Ionizing radiation is known in human oncology and experimental models to cause both acute esophagitis and delayed esophageal dysfunction when the thoracic esophagus and regional nerves are irradiated. Chronic radiation effects can include fibrosis of the esophageal wall, damage to the myenteric plexus, and injury to vagal nerve fibers, all of which may impair peristalsis and sphincter control (Hall & Giaccia, 2012; Platt, 2014). These late injuries often emerge weeks to months after radiotherapy.
Given Mimi’s exposure to a penetrating X‑ray beam in a baggage scanner, it is plausible that her esophagus, vagus nerves, and esophageal neuromusculature received enough radiation to suffer subclinical injury. The appearance of megaesophagus by late June—roughly seven weeks after exposure—fits the expected timing of early delayed radiation neuropathy. This neuromuscular impairment then interacted with later metabolic stresses (thiamine deficiency, severe hypophosphatemia and hypokalemia) to worsen esophageal function and esophagitis, further compromising nutrition and increasing aspiration risk.
Radiation, malnutrition, and refeeding vulnerability
Although refeeding syndrome is not itself caused by radiation, radiation enteropathy contributes to malnutrition through pain, dysmotility, and impaired nutrient absorption. Mimi’s course illustrates this interaction vividly. After her first admission, she experienced periods of reduced intake, GI gas, constipation, and regurgitation. Her esophagitis and megaesophagus made feeding both uncomfortable and inefficient. These factors, combined with prior illness, left her in a depleted metabolic state with limited reserves.
When calories are suddenly reintroduced after undernutrition—particularly carbohydrate-rich calories—insulin secretion drives glucose and electrolytes (phosphate, potassium, magnesium) into cells.
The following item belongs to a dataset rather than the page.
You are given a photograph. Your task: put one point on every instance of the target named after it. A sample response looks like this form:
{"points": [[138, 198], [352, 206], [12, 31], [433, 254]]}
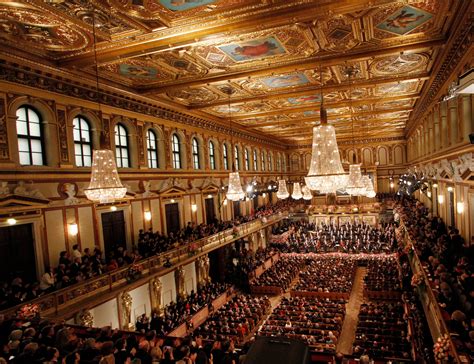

Serum levels fall, precipitating:
- Hypophosphatemia, impairing ATP generation and oxygen delivery
- Hypokalemia, leading to arrhythmias and muscle weakness
- Hypomagnesemia, worsening hypokalemia and destabilizing neuromuscular excitability
- Acute thiamine depletion, as thiamine is consumed in high‑throughput carbohydrate metabolism
This pattern defines refeeding syndrome (Mehanna et al., 2008; Whitby et al., 2019). Cats are especially dependent on adequate thiamine, and thiamine deficiency in cats is well known to produce neurologic signs, ventroflexion, and, in some cases, esophageal dysfunction (Platt, 2014; Merck Veterinary Manual).
Mimi’s severe hypophosphatemia and hypokalemia, seizures, encephalopathy, ventroflexion, and progressive inability to hold her head up are textbook manifestations of refeeding syndrome compounded by thiamine deficiency and absent magnesium replacement. Radiation did not cause the refeeding syndrome directly, but it set every precondition: intestinal injury, chronic nausea and regurgitation, compromised intake, and heightened metabolic demands related to healing.